My guess is that you were missing the final one.

We can find the final point by applying $4$-descent to the $2$-covering $C_2$ given by

$$y^2 = 3600489235862039958255625x^4 - 26108156374576368607091450x^3 + 135553629286468859778411799x^2 + 184563701310722380421312754x + 49111306298020667812024521$$

of $E$, which is one of the 511 $2$-coverings returned by running the command TwoDescent(E) magma.
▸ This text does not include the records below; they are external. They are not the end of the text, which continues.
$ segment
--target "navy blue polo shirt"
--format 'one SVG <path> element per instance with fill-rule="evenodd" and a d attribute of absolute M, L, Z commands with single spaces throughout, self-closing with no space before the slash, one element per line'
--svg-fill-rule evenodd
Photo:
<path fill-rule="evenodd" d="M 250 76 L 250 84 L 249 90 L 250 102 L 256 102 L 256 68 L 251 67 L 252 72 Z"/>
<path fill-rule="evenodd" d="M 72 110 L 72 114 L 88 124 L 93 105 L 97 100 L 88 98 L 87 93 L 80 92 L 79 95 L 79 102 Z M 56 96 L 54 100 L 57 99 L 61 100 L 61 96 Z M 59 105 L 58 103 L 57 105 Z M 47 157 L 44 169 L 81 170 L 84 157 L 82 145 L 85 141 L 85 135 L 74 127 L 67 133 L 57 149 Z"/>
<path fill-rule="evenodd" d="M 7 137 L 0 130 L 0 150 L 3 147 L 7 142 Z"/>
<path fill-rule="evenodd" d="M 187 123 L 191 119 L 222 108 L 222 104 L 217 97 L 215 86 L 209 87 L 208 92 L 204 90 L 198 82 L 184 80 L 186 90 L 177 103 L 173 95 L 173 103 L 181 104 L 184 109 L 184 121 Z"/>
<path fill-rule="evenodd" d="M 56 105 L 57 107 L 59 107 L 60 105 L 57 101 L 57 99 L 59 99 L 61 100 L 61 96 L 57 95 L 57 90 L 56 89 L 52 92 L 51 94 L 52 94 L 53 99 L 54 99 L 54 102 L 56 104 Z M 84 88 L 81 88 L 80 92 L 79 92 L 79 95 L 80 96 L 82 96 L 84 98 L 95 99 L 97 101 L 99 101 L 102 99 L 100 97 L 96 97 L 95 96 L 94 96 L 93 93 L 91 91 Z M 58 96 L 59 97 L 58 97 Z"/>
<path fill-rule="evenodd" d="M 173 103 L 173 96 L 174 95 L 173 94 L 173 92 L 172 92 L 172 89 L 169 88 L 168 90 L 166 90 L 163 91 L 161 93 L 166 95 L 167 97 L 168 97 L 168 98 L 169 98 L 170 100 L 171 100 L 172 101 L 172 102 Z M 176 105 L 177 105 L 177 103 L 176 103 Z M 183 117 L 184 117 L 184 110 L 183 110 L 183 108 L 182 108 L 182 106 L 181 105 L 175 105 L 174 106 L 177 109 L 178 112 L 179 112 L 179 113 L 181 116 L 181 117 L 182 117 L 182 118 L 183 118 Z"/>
Running the command FourDescent(C2) returns 256 $4$-coverings of $E$. One of them is the curve $C_4$ defined by the intersection of the quadrics

$$46500x^2 + 74693xy + 54170xz + 647076xw - 121026y^2 - 196538yz + 862965yw - 212375z^2 - 238791zw + 333744w^2$$

and

$$722768x^2 - 2936122xy + 3336517xz - 2782182xw - 2731148y^2 - 13360024yz - 950117yw - 4385375z^2 + 2688700zw - 199207w^2$$

in $\mathbb{P}^3(\mathbb{Q})$. Running PointsQI(C4,2^11) returns a single point $Q = (2834:53:2444:376)$. We can map $Q$ to a rational point on $E$ using the map given as the second return value of the command AssociatedEllipticCurve(C4:E:=E), and the point we get is the final point above.